According to analysis in ClueGO, the top 200 most significant genes in our list of rare variants were enriched in a few pathways (Table 6 and Fig. 4). Immune-response-related hits included negative regulation of the JAK-STAT cascade, modulation by host of viral transcription, and modification by host of symbiont morphology and physiology. Genes were also enriched in pathways involving ion transmembrane transport and negative regulation of axon extension. ToppFun analysis also highlighted genes involved in response to bacterium, regulation of antigen processing and presentation of peptide antigen, immune system development, and biological adhesion pathways (Supplementary Table 5).

Table 6 Significantly enriched pathways using the list of the top 200 most significant genes in our ExAC rare variant analysis
Fig. 4
figure 4

Pathway enrichment of the genes annotated to the top 200 most significant rare variants tested in our rare variant analysis

Discussion

Our findings echo important aspects of previous genetic and pathway enrichment analyses. Crohn’s-disease-associated loci had a strong showing in our results: two variants in NOD2 were the most significant in our dbGaP common variant analysis, and one site was significant in our ExAC rare variant analysis. NOD2 also emerged as significant in our gene-level SKAT-O analysis, and CD-associated genes as a group were also significant. This was not unexpected since the majority of our cohort were Crohn’s patients. Of the top 20 most significant common variants, 9 were within a single 100 kb region around CARD9 (Supplementary Fig. 2), a gene that has long been associated with IBD. This entire region looks equally associated with disease (OR ~1.5) in our cohort, reflecting that deep sequencing still cannot solve problems regarding fine mapping of causative variants without sufficient recombination.
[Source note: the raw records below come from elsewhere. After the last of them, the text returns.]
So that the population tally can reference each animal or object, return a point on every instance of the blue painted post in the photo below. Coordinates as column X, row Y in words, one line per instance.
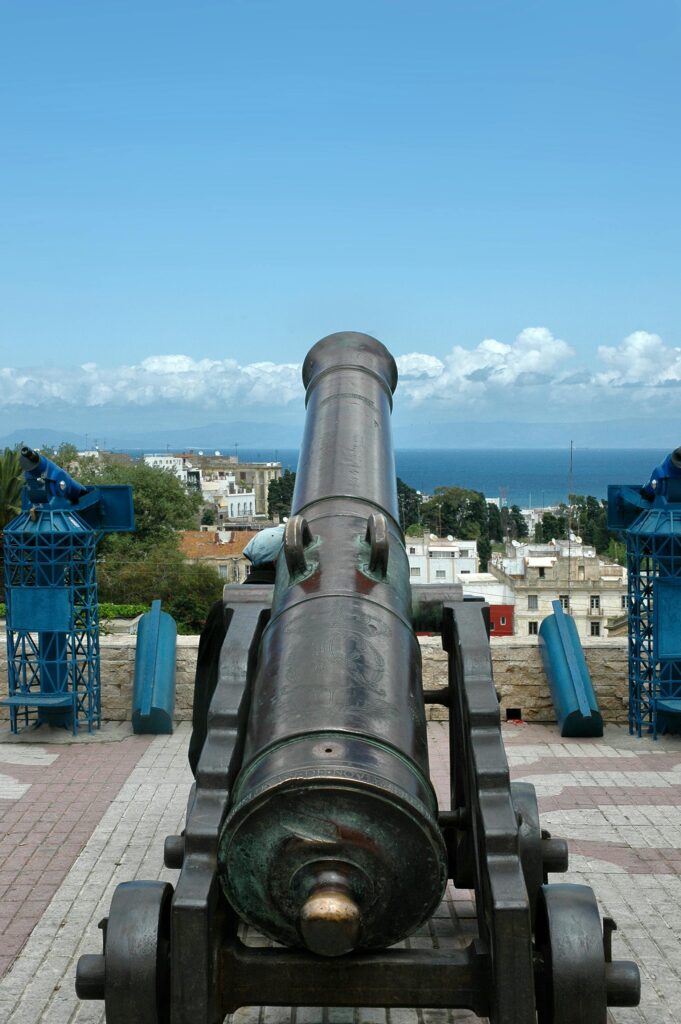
column 154, row 690
column 571, row 690
column 51, row 593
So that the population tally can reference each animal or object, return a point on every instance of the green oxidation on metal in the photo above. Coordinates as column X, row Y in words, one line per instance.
column 306, row 830
column 395, row 577
column 573, row 667
column 427, row 614
column 328, row 735
column 153, row 626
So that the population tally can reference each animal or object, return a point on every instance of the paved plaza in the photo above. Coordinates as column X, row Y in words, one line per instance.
column 77, row 818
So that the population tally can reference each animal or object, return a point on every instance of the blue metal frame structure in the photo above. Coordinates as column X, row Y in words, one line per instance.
column 653, row 563
column 51, row 595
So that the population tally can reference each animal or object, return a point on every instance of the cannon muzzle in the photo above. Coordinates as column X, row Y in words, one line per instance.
column 332, row 841
column 57, row 483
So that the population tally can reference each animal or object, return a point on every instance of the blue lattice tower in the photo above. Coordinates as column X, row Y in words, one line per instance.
column 652, row 529
column 51, row 595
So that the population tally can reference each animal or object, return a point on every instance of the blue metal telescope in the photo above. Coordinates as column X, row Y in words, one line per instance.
column 649, row 516
column 51, row 594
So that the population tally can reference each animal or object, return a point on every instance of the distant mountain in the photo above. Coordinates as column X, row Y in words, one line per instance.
column 421, row 432
column 216, row 435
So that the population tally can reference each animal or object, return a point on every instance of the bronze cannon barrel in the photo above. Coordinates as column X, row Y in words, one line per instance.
column 332, row 839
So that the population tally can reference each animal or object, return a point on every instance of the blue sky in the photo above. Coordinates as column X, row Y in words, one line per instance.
column 188, row 190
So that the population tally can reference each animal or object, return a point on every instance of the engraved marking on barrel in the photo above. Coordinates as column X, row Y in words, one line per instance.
column 349, row 456
column 353, row 396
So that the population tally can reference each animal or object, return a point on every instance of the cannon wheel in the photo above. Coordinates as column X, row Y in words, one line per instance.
column 136, row 952
column 572, row 984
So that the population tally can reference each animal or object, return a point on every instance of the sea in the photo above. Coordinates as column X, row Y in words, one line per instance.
column 528, row 477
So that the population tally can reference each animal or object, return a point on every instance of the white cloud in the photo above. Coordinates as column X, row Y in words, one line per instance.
column 524, row 378
column 642, row 359
column 473, row 375
column 168, row 379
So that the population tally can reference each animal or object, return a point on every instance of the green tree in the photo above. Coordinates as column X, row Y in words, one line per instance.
column 280, row 495
column 130, row 574
column 590, row 521
column 457, row 511
column 11, row 482
column 553, row 526
column 409, row 505
column 495, row 527
column 463, row 513
column 161, row 501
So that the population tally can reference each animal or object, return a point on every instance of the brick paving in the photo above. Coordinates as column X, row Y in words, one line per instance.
column 50, row 803
column 616, row 800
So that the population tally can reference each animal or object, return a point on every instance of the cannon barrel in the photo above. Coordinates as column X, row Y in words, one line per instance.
column 332, row 840
column 58, row 482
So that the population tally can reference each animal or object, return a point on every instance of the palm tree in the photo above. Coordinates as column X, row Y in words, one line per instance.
column 11, row 481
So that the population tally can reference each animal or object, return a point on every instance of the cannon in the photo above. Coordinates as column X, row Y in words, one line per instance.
column 313, row 819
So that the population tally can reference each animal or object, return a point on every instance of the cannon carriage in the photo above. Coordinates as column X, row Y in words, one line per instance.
column 313, row 818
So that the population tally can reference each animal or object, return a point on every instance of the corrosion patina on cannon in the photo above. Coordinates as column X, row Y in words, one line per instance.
column 313, row 818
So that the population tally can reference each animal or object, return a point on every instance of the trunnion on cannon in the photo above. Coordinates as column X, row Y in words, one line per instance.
column 313, row 818
column 333, row 841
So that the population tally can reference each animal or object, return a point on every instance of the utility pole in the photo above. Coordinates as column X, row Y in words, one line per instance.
column 569, row 532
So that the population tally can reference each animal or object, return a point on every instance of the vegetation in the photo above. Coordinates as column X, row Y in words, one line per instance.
column 280, row 495
column 11, row 481
column 135, row 568
column 463, row 513
column 110, row 610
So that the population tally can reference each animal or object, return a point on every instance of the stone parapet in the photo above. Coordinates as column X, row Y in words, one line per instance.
column 521, row 683
column 517, row 669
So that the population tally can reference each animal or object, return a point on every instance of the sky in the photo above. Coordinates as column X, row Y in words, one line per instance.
column 193, row 194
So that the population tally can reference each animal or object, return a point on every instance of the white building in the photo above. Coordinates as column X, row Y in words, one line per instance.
column 174, row 463
column 594, row 592
column 241, row 505
column 433, row 559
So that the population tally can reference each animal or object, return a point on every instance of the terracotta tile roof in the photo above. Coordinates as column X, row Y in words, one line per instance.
column 201, row 544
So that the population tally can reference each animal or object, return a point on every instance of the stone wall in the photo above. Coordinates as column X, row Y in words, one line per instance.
column 521, row 683
column 517, row 668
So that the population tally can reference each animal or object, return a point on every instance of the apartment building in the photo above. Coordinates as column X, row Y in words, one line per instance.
column 594, row 592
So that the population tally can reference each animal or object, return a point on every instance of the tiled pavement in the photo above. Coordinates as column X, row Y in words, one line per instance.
column 616, row 800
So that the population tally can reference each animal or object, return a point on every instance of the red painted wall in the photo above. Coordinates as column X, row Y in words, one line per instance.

We also found intriguing variants in genes not yet associated with IBD. KRTAP9-2 and KRTDAP, two of our top five common variant findings, are involved in keratinocyte differentiation, a theme that also emerged in our common variant pathway analysis. Keratinocytes are the most abundant component of the epidermis, playing an important role in immunomodulation at the interface between the body and environment. Capable of producing cytokines, these cells have been linked to a different inflammatory disease, psoriasis [19, 20]. Additionally, one recent study found that the interplay of hair follicle development, colonization by commensal microbiota, and local chemokine production in skin was necessary to establish immune tolerance to commensal microbes [21]; dysfunction in the skin environment could potentially impact this process and have systemic immune repercussions. These suggestive findings require replication in future, larger studies of pediatric IBD.

LAMA5, another top hit in our common variant analysis, encodes a subunit of laminin. Laminins are extracellular matrix proteins which are a major component of the basement membrane, a matrix of tissue that separates the epithelium, mesothelium, and endothelium from underlying connective tissue. Because of the important role of laminins in the integrity of this layer, there could be a role for LAMA5 in IBD pathogenesis. One study of transgenic mice overexpressing the LAMA5 mouse homolog found an attenuated response to DSS-induced inflammation [22]. The two most significant genes in our SKAT-O rare variant analysis after NOD2, VWA2 and HAPLN3, are also extracellular matrix components. In addition, the location and functions of the products of these genes are linked to integrins, which have emerged as important in large IBD GWAS [23]. And one recent, prospective study of more than 900 CD patients found that stricturing complications were associated with increased expression of extracellular matrix genes in ileal tissue at diagnosis [24]. Further studies are warranted to investigate the roles of these extracellular matrix proteins in disease etiology.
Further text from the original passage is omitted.